Experts discuss International carbon credit use

In Taipei on March 21, experts from various nations convened at a carbon market forum, delving into the intricate landscape of international carbon credit utilization within their respective countries’ carbon pricing frameworks. This assembly of minds offered a diverse spectrum of insights, furnishing valuable perspectives to inform Taiwan’s imminent implementation of a carbon pricing system.

At the Global Carbon Market Forum, a culminating event of the Net Zero City Expo, attendees were enlightened by presentations elucidating the structures and operational modalities of distinct carbon credit markets across Europe, Japan, Singapore, and China. This exchange not only broadened local understanding but also facilitated cross-border knowledge sharing, paving the way for informed decision-making in Taiwan’s carbon pricing endeavors.

A point of overlapping focus in the discussion was the use of carbon credits from the international voluntary carbon market — meaning credits developed voluntarily out of carbon-reducing projects — in each country’s own carbon pricing system to offset emissions.

Joyce Goh (吳佳佳), commercial director of Singapore’s carbon exchange Climate Impact X, said Singapore uses the mechanism of a carbon tax to control the country’s emissions, and carbon tax-liable companies can offset up to 5 percent of their taxable emissions with international carbon credits.

Goh added that the tax was raised five-fold from an initial S$5 (NT$119) per tonne in 2019, when the mechanism was first put forward, to S$25 in 2024. “And in 2026 it is expected to further rise to S$45, and in 2030 to about S$60 to S$80.”

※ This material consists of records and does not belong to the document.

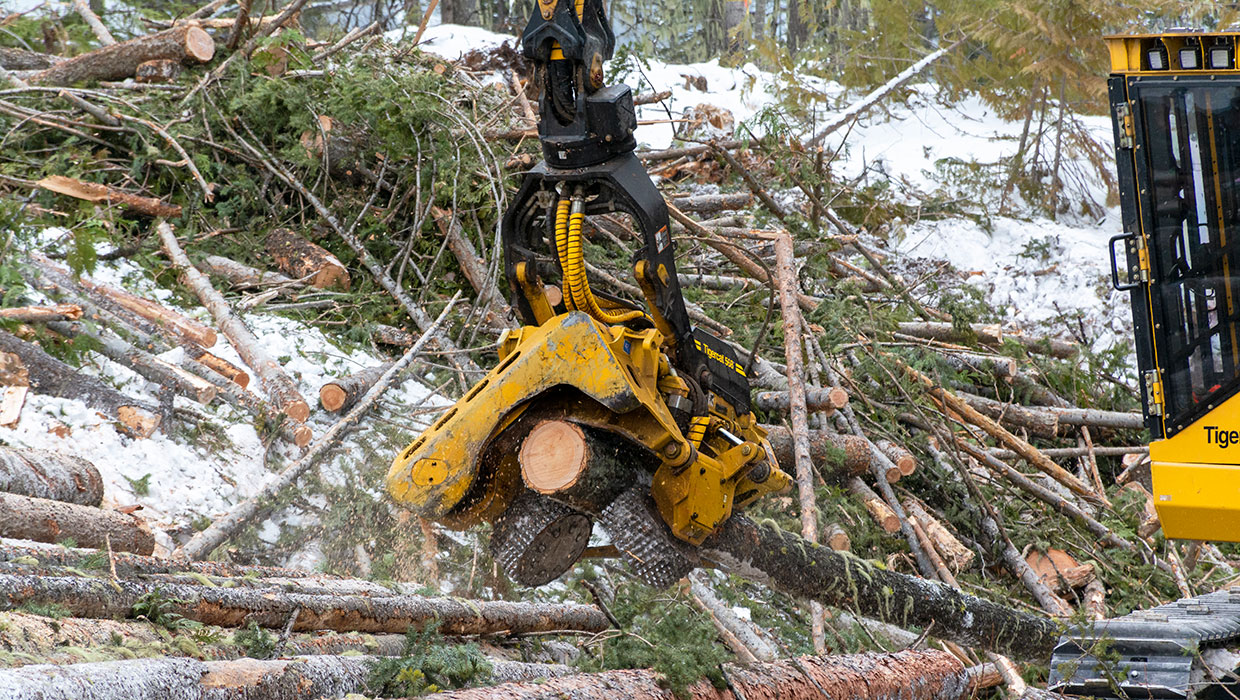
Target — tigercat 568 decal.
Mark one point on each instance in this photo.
(719, 357)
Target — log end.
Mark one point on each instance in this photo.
(553, 456)
(199, 45)
(331, 397)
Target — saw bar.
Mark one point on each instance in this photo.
(1150, 653)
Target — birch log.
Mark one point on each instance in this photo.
(53, 378)
(45, 473)
(278, 385)
(270, 607)
(40, 519)
(118, 61)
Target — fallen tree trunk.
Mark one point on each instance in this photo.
(833, 454)
(902, 675)
(241, 679)
(41, 519)
(341, 394)
(272, 607)
(118, 61)
(788, 564)
(42, 314)
(303, 259)
(279, 387)
(97, 192)
(44, 473)
(988, 335)
(53, 378)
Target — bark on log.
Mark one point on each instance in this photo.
(300, 259)
(97, 192)
(243, 276)
(44, 473)
(341, 394)
(247, 511)
(828, 399)
(278, 385)
(902, 675)
(785, 563)
(874, 506)
(272, 607)
(186, 42)
(21, 60)
(53, 378)
(988, 335)
(835, 455)
(241, 679)
(42, 314)
(158, 72)
(41, 519)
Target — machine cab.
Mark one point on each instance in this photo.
(1176, 110)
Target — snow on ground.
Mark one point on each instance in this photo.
(196, 473)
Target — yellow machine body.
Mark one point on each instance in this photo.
(1176, 109)
(625, 376)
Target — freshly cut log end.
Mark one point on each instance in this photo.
(553, 456)
(536, 540)
(647, 545)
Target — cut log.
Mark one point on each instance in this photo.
(174, 325)
(97, 192)
(828, 399)
(959, 556)
(899, 456)
(42, 314)
(580, 466)
(40, 519)
(44, 473)
(21, 60)
(243, 276)
(278, 385)
(186, 42)
(301, 259)
(837, 538)
(835, 455)
(242, 679)
(53, 378)
(341, 394)
(272, 607)
(159, 71)
(902, 675)
(988, 335)
(786, 563)
(874, 506)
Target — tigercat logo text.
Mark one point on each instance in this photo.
(719, 357)
(1222, 437)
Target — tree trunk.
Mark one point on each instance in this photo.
(279, 387)
(833, 454)
(186, 42)
(341, 394)
(785, 563)
(41, 314)
(44, 473)
(902, 675)
(40, 519)
(97, 192)
(272, 607)
(988, 335)
(300, 258)
(53, 378)
(243, 276)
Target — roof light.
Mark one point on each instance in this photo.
(1222, 57)
(1157, 57)
(1191, 58)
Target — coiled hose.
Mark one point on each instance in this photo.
(572, 260)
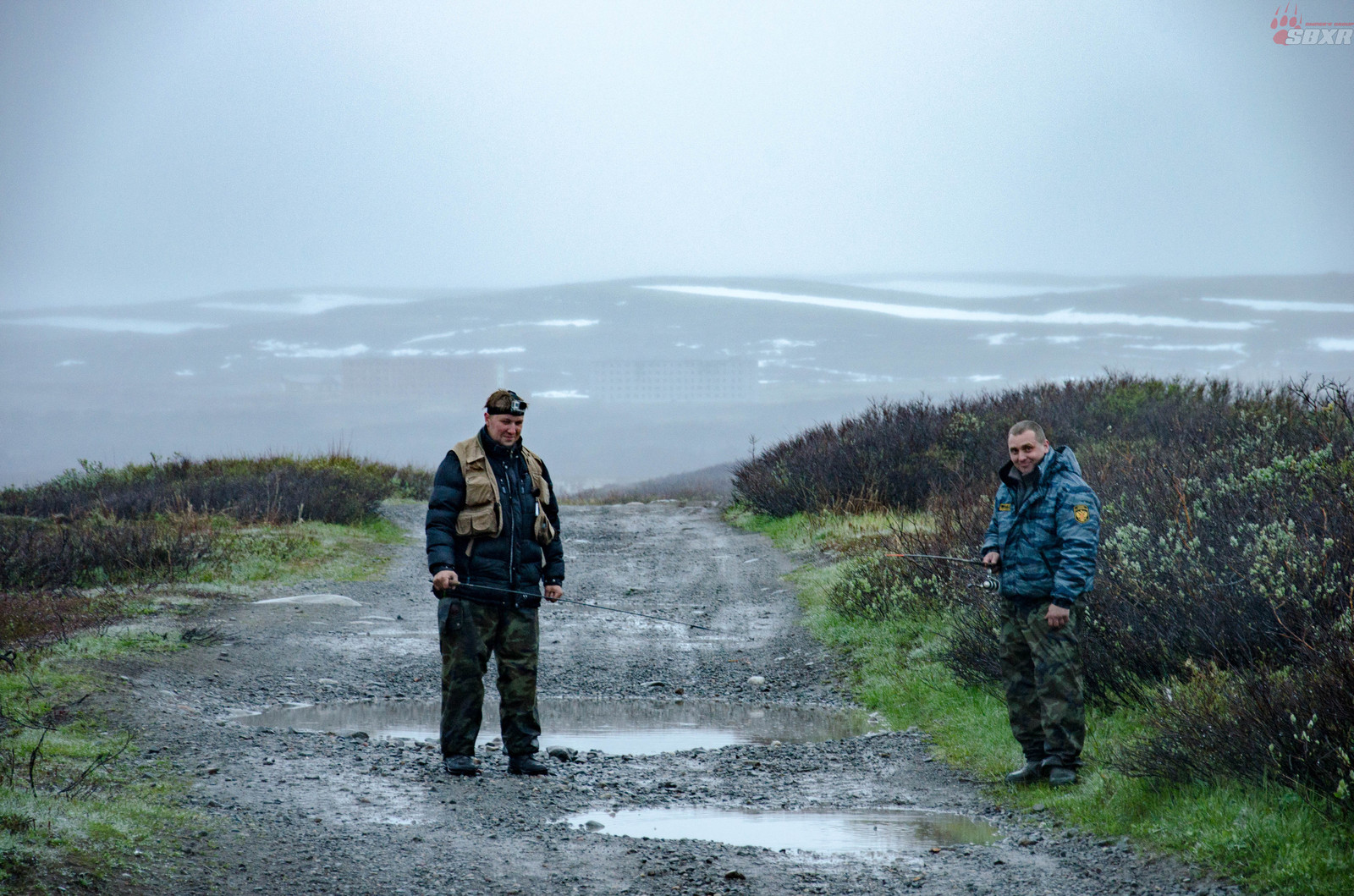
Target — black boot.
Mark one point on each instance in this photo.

An expert from Tokyo Stock Exchange’s Carbon Credit Market Office, Saki Kawakubo, said as the Japanese government has aims for both carbon emission reduction and economic growth, “the government would hesitate to accept international credits, which [are believed to have little to] contribute to the domestic economy, in the mandatory [carbon pricing] scheme” if the latter were established.

Japan has so far not established a mandatory/compliance pricing scheme requiring major emitters to reduce emissions or pay carbon tax; its current “J-credit” system encourages enterprises to set their own targets and trade the emissions, according to Kawakubo.

Jin Boyang, an analyst from the London Stock Exchange Group who is well acquainted with China’s carbon credit market, said from China’s experience, there is the risk of oversupply of voluntary credits if an offset limit is not imposed or a well-researched methodology for what counts as good quality carbon credits not applied.

Jürgen Landgrebe, head of the “Climate Protection, Energy and German Emissions Trading Authority (DEHSt)” division at the German Environment Agency, stressed that international carbon credits on a voluntary basis “will not be eligible in the EU mandatory scheme in the future.

In the past a lot of different kinds of carbon offset units, similar to the current voluntary carbon credits, were allowed in the EU’s mandatory trading scheme, he said, but ultimately “we lost our priority because you cannot sell your emission deductions and reduce at the same time.

“The offset is a good starting point… but it’s not the solution,” Landgrebe said. “You have to have a high ambition [for carbon emission reduction].”

The EU Emission Trading Scheme is a typical mandatory carbon pricing system that puts a cap on the total level of emissions and allows those industries with low emissions to sell their extra allowances to larger emitters whose emissions exceed the cap.

Although the carbon fee rate has yet to be set, Taiwanese companies that emit more than 25,000 metric tons a year will be required to pay carbon fees starting in 2025. The draft of the regulations on carbon fees, announced last December, proposes that the use of international carbon credits, following Singapore, will be capped at 5 percent of a company’s total emissions in the preceding year.